Un article fort utile donc pour toutes celles et tous ceux qui souhaitent ne pas abdiquer devant les DAMs qui toucheraient, selon l’auteur, « près de 10% de la population générale » (soit 6,5 millions de français ou environ de 50 à 60000 personnes pour un département moyen!)

Cet article présente à nos yeux un autre intérêt crucial pour notre profession, et il est tout entier matérialisé par l’interrogation du titre: occlusodontie ou inocclusodontie? Olivier Robin, dans son introduction, écrit:  » Les malocclusions ne sont plus considérées comme des facteurs étiologiques majeurs et incontestables des ADAM »; et de citer 9 références bibliographiques. Mais dans sa conclusion il écrit: « Dans le cadre de la prise en charge des ADAM il apparaît essentiel de faire prendre conscience au patient de l’existence éventuelle d’un comportement de serrement des dents et de la nécessité de le réduire ».

A quoi sert d’invoquer le « serrement des dents » si « les malocclusions ne sont pas de facteurs majeurs d’ADAM »?

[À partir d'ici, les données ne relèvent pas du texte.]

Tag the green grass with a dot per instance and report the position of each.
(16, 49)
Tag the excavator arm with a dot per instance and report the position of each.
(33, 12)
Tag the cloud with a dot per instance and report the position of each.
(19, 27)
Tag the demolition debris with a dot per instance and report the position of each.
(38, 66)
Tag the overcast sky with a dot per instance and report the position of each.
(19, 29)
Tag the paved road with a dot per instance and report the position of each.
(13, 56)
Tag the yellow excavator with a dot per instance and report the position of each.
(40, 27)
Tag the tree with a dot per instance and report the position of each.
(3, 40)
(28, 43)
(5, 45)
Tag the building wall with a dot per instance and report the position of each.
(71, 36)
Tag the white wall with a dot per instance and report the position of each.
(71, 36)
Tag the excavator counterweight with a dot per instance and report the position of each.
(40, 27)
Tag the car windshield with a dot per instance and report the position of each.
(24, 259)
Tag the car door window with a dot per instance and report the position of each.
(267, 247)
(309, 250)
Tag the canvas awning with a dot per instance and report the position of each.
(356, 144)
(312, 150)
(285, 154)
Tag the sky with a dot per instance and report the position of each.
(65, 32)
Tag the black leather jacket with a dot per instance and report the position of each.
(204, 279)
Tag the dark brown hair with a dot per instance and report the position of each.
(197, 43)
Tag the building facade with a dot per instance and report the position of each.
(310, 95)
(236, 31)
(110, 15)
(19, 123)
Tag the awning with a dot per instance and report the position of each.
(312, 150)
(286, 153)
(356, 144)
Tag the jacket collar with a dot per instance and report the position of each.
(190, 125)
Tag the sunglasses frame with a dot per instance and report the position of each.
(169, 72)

En quoi le serrement peut-il être péjoratif si ce n’est par les contacts occlusaux qu’il établit ou exacerbe?

En appeler à l’inocclusion pour traiter les ADAM, n’est ce pas rappeler que l’occlusion est en cause dans leur génèse?

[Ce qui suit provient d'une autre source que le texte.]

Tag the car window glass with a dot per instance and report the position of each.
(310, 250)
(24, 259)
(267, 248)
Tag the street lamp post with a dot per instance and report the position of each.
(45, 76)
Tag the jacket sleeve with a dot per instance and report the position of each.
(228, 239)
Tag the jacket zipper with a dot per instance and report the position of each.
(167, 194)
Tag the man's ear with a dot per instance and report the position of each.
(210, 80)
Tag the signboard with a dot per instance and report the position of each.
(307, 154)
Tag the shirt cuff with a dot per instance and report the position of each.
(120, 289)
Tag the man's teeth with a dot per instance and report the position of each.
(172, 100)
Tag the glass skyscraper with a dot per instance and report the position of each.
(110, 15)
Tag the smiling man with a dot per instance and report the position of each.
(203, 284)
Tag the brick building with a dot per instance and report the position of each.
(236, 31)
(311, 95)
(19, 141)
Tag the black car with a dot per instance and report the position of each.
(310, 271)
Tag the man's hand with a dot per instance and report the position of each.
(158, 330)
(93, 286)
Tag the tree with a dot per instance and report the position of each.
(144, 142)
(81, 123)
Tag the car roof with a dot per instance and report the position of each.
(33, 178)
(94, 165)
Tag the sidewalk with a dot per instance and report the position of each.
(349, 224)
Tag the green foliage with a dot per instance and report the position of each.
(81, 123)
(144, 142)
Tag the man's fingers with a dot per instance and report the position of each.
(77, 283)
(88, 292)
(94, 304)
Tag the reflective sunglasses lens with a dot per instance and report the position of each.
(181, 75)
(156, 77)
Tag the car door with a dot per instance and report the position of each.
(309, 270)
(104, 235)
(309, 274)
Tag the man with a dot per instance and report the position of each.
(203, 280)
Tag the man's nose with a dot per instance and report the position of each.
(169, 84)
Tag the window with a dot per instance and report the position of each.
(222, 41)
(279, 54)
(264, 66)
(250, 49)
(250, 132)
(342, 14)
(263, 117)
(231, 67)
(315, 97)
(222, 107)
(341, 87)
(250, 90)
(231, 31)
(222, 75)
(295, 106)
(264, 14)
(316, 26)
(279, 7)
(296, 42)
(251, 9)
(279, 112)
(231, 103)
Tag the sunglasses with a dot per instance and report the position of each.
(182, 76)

La logique formelle a des impératifs qui s’imposent à tous. On comprend bien qu’Olivier Robin voudrait que le patient cesse de serrer les dents pour limiter les ADAM. Tout le monde le souhaite. Mais pourquoi ne pas se poser la question la plus simple: la position mandibulaire liée au serrement des dents est-elle impliquée dans les ADAM? Si la réponse est positive alors l’occlusion peut être un  facteur incontestable d’ADAM.

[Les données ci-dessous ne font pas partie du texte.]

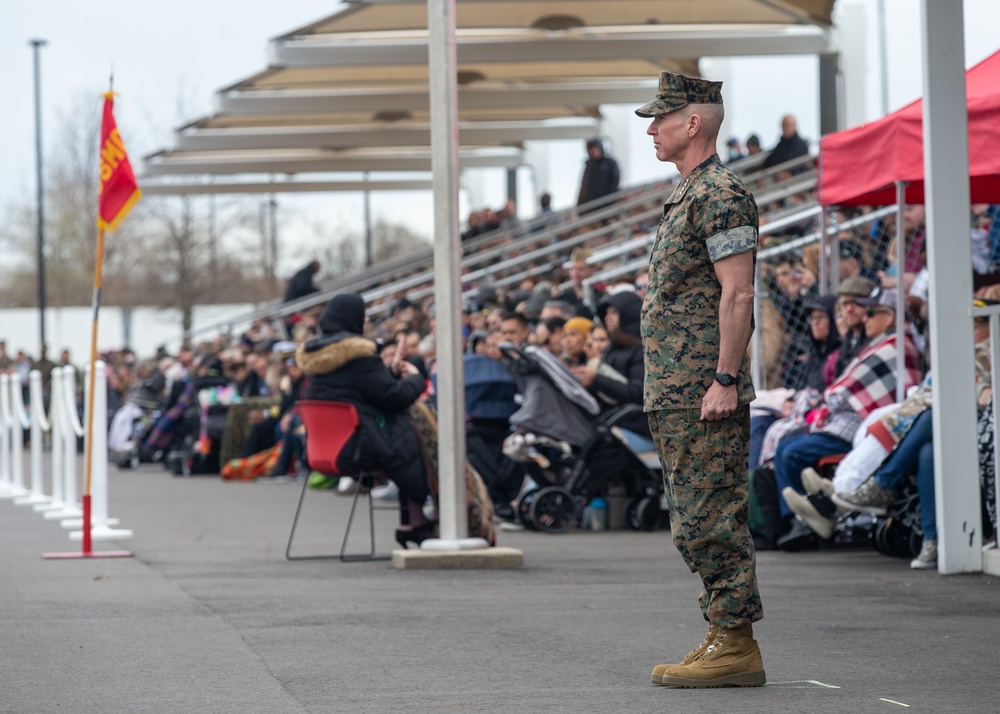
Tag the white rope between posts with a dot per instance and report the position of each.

Franchement, comment peut-on accorder du crédit à des études qui prétendent valider une doctrine négationniste (les malocclusions ne sont plus considérées comme des facteurs de DAM) alors que jamais aucune étude positiviste sérieuse n’a été capable d’affirmer la causalité de l’occlusion dans les ADAM? Il faudrait d’abord définir l’occlusion idéale, tant anatomique que fonctionnelle, ce qui est à proprement parler, impossible. Sans cette référence quelle est la crédibilité de ces travaux qui se prétendent scientifiques?

Merci à Olivier Robin de souligner que l’inocclusion est un facteur important de limitation des ADAM. Ce faisant il insiste sur le fait que l’occlusion est un facteur important d’ADAM.

Quant aux négationnistes, je leur propose un petit challenge: signalez moi un seul article qui vous semble scientifiquement crédible et qui soutienne l’idée que « les malocclusions ne sont pas des facteurs étiologiques d’ADAM » et je vous propose de vous montrer que cet article n’est pas scientifique. Nous en ferons une lecture critique complète et sérieuse. Et après nous pourrons discuter.